“… The beauty of me is that I’m very rich”
“…The beauty of me is that I’m very rich”: While I’m not sure this statement is true when referring to people, I really believe it is true when talking about data. I have absolute belief in the richness of data and its ability to enable us to make evidence based decisions. When we ask ourselves When? What? Where? Why? or Who?, data can provide the answer.
In my early days, post-uni, I held an academic position where I was also the Chair of the Centre for Data Mining. This was in the early noughties and it seemed that data, data everywhere was beginning to take off. I met many business clients who felt they had lots of data and they should be “using it”. For what? Who knew!
Major advancements in all things analytics have been recognised since then and most forward thinking organisations are using their data to inform decision making. In fact, many of the bigger, hugely successful think-tank houses like Google, Facebook and Amazon (who I believe are bracing themselves to take on the traditional form of grocery retailing with their recent acquisition of Whole Foods in the US – how retailers respond to this is another discussion in itself) were founded, and are future proofing themselves, by using and acquiring data.
Back to those early days! The idea of data mining was that never before seen patterns in data would be uncovered. That somehow, once you ran your data through some software package, these patterns would pop out! The old ‘nappies and beer’ purchasing habit did the rounds for a while. If this was the case, how could we explain why students would obtain different outcomes when using the same dataset? When we think of organisations, some get really insightful actionable outcomes from their data and others, not so much. Why is this?
In my experience there are many reasons for this, not least, ill-defined business objectives or lack of buy-in from senior managers, maybe it’s the data itself. However, I believe one of the main reasons, and one I would like to focus on here, is lack of a good analyst. So what makes a good analyst?
- Curious about Data
To be a good analyst you need to be naturally curious about data – wonder there the gaps are coming from, what are the patterns of behaviour, how have these patterns changed over time, what has caused these changes. Having an innate curiosity about what the data might be telling us is a must-have in a good analyst.
- Challenging the Data
While being curious about data is very important, it is also imperative that an analyst has the ability to challenge the data. They cannot be afraid to question outcomes to ensure the veracity, quality and reliability of the data they are working with.

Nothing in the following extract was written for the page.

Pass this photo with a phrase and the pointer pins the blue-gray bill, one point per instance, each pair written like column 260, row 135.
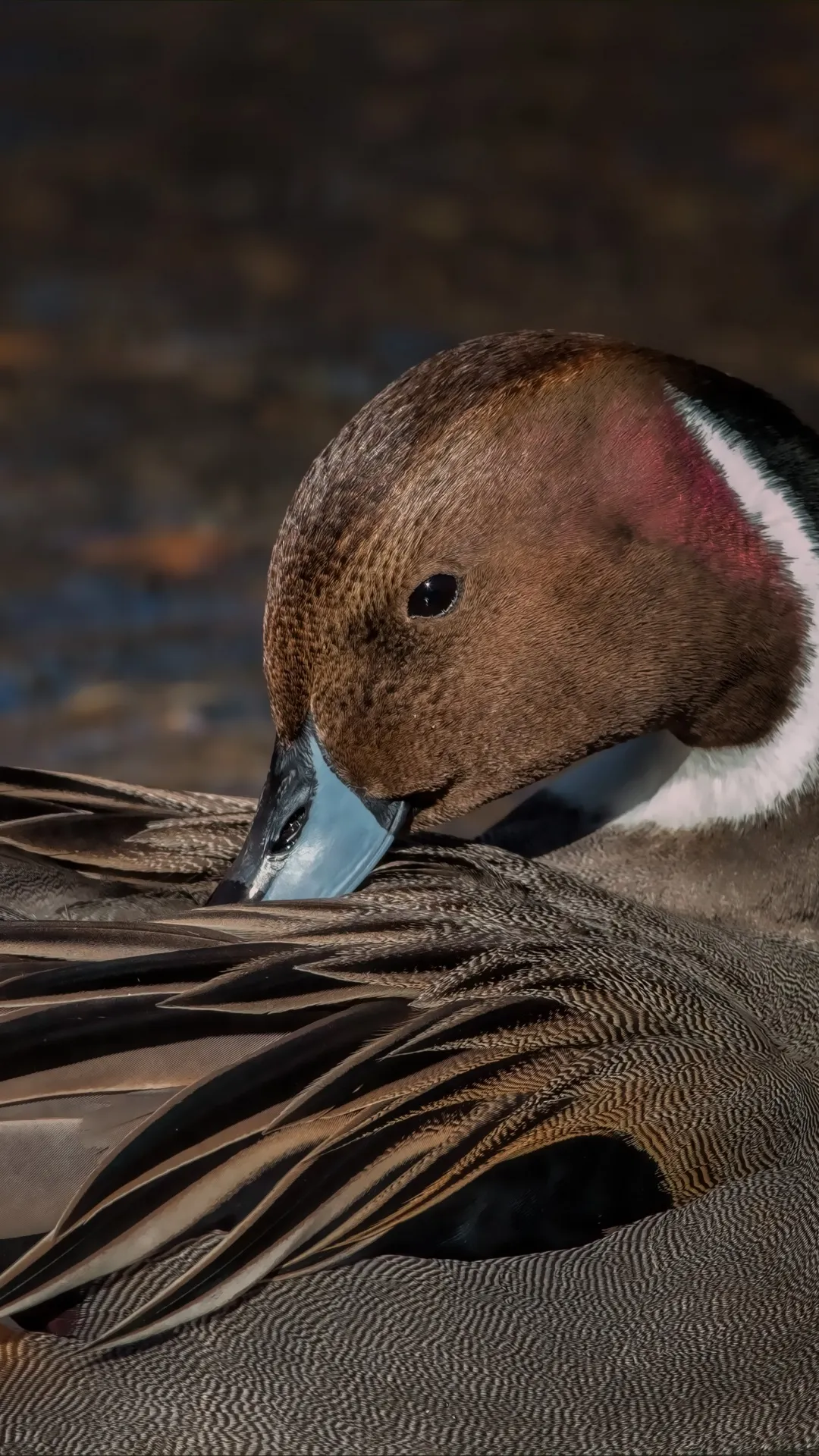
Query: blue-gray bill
column 312, row 836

- Ability to understand the nature of the business at hand
Very often we hear about the ‘nerd in the corner’ beavering away, number crunching to beat the band. This person has a great ability to interrogate data in an appropriate manner but may lack the skills necessary to connect the outputs with real action from a business perspective. Having a natural ability to connect with the business and convert sometimes complex output to action items at the delivery point is imperative for successful deployment.

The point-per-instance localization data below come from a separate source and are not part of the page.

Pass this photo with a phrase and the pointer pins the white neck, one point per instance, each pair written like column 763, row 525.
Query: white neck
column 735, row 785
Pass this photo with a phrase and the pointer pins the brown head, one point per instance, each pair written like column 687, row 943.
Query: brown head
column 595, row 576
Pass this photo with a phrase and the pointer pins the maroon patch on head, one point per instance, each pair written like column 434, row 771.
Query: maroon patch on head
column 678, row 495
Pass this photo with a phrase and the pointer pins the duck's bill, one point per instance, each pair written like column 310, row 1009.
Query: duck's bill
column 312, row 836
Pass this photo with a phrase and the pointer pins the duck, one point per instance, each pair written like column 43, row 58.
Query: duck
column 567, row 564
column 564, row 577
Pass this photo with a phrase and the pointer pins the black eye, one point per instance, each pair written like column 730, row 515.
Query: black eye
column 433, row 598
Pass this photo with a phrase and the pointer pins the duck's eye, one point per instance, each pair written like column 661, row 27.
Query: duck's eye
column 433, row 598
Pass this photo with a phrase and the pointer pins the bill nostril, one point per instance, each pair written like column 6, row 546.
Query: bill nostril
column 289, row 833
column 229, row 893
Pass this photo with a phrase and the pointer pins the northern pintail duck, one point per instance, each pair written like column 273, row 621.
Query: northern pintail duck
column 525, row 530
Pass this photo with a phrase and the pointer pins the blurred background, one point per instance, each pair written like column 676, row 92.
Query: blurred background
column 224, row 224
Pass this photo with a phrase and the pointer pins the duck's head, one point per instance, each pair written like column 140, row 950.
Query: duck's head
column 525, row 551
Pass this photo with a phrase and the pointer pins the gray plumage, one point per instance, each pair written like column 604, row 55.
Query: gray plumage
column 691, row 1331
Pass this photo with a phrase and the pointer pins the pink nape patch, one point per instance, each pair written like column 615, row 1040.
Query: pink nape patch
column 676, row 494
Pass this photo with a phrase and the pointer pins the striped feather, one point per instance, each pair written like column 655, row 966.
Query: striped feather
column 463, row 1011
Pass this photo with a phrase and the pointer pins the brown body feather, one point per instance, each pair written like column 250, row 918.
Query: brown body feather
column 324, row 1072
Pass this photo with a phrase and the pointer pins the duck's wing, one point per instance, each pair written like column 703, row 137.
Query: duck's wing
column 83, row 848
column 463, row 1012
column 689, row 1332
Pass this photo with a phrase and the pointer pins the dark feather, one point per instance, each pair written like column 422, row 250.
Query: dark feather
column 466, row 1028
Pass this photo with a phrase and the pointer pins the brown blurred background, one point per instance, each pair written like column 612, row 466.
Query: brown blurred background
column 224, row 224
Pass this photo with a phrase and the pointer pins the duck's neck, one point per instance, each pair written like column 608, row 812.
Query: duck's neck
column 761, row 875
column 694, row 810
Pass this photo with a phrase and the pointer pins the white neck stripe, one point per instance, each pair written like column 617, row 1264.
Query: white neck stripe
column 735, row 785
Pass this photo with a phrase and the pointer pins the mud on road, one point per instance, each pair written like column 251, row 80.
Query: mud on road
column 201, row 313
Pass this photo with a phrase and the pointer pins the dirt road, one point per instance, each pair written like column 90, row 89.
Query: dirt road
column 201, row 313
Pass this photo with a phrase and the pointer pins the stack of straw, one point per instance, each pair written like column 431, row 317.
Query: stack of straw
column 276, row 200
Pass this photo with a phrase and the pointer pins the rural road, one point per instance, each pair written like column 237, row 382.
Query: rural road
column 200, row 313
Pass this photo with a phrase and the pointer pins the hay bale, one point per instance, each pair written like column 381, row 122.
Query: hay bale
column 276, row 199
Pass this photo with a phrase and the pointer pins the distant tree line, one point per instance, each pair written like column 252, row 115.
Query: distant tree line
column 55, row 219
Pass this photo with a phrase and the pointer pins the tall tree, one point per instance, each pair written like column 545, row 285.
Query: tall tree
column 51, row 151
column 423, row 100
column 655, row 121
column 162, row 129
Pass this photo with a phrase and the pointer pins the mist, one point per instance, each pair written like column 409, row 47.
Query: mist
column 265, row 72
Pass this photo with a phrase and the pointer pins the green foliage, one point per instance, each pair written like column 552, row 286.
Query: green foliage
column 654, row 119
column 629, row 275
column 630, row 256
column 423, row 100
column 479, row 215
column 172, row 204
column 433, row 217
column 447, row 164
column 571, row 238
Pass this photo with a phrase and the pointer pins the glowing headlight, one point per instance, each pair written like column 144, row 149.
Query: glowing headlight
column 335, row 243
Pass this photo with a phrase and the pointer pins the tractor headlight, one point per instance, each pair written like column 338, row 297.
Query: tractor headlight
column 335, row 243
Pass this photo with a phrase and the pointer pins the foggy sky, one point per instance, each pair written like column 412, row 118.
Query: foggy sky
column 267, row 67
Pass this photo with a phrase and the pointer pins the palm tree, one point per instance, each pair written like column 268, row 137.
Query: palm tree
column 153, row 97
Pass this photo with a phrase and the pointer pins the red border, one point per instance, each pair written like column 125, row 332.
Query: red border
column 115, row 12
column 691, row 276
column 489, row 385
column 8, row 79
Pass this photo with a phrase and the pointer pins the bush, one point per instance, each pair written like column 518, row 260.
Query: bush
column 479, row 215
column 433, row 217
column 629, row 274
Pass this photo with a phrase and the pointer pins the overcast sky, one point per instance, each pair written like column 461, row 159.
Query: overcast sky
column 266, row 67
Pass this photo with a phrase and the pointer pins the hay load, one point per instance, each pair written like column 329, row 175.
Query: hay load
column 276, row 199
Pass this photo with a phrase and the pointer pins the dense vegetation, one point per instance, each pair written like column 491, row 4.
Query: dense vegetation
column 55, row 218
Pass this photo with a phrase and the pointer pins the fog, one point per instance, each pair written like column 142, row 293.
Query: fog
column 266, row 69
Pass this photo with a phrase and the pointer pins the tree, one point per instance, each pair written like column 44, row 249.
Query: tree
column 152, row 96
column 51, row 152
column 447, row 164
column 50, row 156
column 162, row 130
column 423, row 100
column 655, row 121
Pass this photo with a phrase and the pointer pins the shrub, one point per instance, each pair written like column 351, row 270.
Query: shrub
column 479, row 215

- Story Telling – Communication is key
A large part of the analyst’s job is to communicate findings top up and bottom down. Tailoring the message to the audience at hand is vital. Not all parts of the business will require the same level of detail in understanding and often, you only get one chance to engage the relevant stakeholders. When this is done correctly, you inspire them to join you on the analytical journey and become a sponsor and supporter of your work as an analyst. Telling the data story with an appropriate start, middle and end is an often unrecognised skill of a good analyst.
- Technical ability
A good analyst will also have the technical ability to use the appropriate methodology to answer each specific business question. They will have the skillset to perform an exploratory data analysis, build a predictive model, and segment a customer base, among others. They will know which assumptions can be ignored from a business perspective and they will have the know-how to explain the technical data requirements.

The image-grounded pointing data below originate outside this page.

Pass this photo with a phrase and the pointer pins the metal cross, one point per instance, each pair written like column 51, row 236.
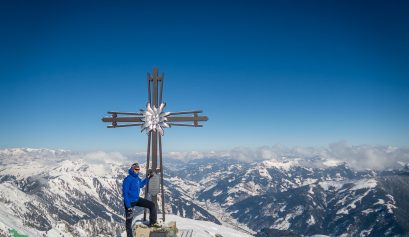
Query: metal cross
column 153, row 120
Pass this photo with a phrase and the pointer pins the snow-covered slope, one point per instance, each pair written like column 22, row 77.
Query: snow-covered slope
column 74, row 194
column 63, row 193
column 200, row 228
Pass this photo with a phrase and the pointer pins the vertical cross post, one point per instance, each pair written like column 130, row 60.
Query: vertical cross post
column 153, row 120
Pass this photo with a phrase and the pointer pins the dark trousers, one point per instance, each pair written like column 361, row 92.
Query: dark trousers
column 142, row 202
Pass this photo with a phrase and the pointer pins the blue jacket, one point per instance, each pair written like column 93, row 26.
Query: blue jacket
column 131, row 187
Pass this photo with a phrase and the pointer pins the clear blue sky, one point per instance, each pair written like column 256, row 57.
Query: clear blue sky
column 265, row 72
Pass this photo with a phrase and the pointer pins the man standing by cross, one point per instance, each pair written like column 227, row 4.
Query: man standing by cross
column 130, row 190
column 153, row 121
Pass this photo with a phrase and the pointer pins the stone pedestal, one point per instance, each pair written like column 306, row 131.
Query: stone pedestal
column 168, row 230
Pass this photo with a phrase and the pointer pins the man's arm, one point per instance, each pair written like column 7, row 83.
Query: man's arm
column 125, row 189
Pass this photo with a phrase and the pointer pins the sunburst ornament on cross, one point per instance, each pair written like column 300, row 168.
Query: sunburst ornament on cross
column 153, row 120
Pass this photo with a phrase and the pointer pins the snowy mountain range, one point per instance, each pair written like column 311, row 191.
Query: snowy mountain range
column 61, row 193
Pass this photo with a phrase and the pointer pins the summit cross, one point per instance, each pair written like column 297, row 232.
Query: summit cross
column 153, row 120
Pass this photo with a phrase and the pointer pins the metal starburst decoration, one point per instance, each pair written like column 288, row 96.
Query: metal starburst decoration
column 155, row 119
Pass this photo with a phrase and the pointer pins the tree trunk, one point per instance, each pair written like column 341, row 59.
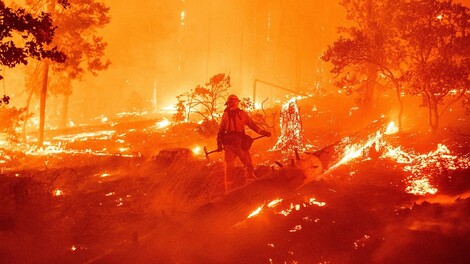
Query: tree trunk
column 65, row 111
column 28, row 102
column 42, row 104
column 368, row 97
column 433, row 115
column 400, row 112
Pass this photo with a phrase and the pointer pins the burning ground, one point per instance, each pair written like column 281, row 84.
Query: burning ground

The beauty of data is that it is very rich. However, only a skilled analyst will realise the richness within any dataset using their unique skillset to maximise the insights. Data only becomes rich and has value when the analytics team interrogating it extracts quality actionable insights. Individuals with these combined skills are a rare breed and can be difficult to find.
So if you are at the beginning stages, wondering how to set your organisation up to realise the true richness of your data, or you have been working on your data for quite some time without necessarily realising the success you originally envisioned, ask yourself the following question:
Do I have a good analyst working on my data?